Source: Carlos García Rawlins/Reuters

Venezuela houses one of the largest oil reserves in world, yet despite this, its citizens are suffering from one of the worst economic crisis in its history. With an economy strapped for cash, poverty was an inevitable result, as ordinary people are regularly without food. Angry and hungry mobs continually ransacked supermarkets in hopes of something to eat. Store shelves remains empty as food is astronomically expensive or scarce.

Though a state of emergency was declared by the Government, basic food such as milk, rice and oil were rationed and under the protection of armed guards. Citizens were assigned specific days for collection for basic staples, sometimes waiting overnight in long queues.

Hunger, a word that we often take for granted, is killing the nations’ little ones from acute malnutrition. Malnutrition causes a range of pathologies in the human body, ranging from death, aliments and other infections. Medical institutions remain short staffed and lack the necessary supplies like medicine, antibiotics, aspirins, gauze and even soap and work with subpar equipment. Hospitals have become overburdened, not with the aged or elderly, but with babies and toddlers, all suffering and emaciated (excessively thin) from malnutrition (as reported by The New York Times, Meridith Kohut and Nicholas Casey, Dec. 17, 2017). How many of this younger generation will continue to die from malnutrition?

Source: Meridith Kohut

Poverty has serious and long reaching repercussions, as children raised in poverty are prone to suffer more from frequent and persistent health problems, when compared to those in a more secure financial environment. Infants born into extreme poverty suffer from low birth weights and are often sickly and in most scenarios are likely die before their first birthday.
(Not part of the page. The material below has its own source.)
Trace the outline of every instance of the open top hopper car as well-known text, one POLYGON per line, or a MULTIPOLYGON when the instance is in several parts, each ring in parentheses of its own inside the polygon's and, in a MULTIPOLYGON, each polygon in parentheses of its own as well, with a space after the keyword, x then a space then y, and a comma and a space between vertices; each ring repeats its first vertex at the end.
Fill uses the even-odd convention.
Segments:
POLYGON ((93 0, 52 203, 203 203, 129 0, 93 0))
Those that survive are at a disadvantage, as they are more prone to illness resulting in missed school days, impaired vision and hearing, anemia and even have higher concentration levels of lead in the body, which can impair brain functions.
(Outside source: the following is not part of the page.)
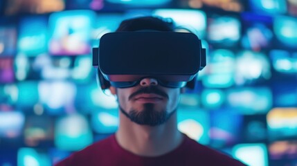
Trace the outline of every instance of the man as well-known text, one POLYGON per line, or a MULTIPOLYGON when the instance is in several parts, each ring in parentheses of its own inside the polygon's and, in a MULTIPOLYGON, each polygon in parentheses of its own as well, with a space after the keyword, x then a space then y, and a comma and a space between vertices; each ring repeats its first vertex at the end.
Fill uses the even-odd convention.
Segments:
MULTIPOLYGON (((123 21, 116 32, 141 30, 175 30, 172 22, 145 17, 123 21)), ((108 83, 107 87, 118 102, 118 131, 74 153, 57 166, 244 165, 179 131, 177 109, 185 87, 170 87, 154 77, 141 77, 128 87, 116 88, 108 83)))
In the long term, while oil guarantees a certain measure of stability, the Venezuela economy needs to redirect its future policy to include sustainable development geared towards privately owned farms and agriculture-based industries, all of which can help stimulate the food market and increasing much needed jobs in an already impoverished country. Agri-business has potential, yet despite its significance, it remains mostly unrealised.

Source: Ronaldo Schemidt

With future insight and planning, the existing food shortages and rampant poverty that currently plagues the country would probably be unlikely to occur on such a drastic scale and would not have such a devastating effect on the children’s future and unborn generations to come.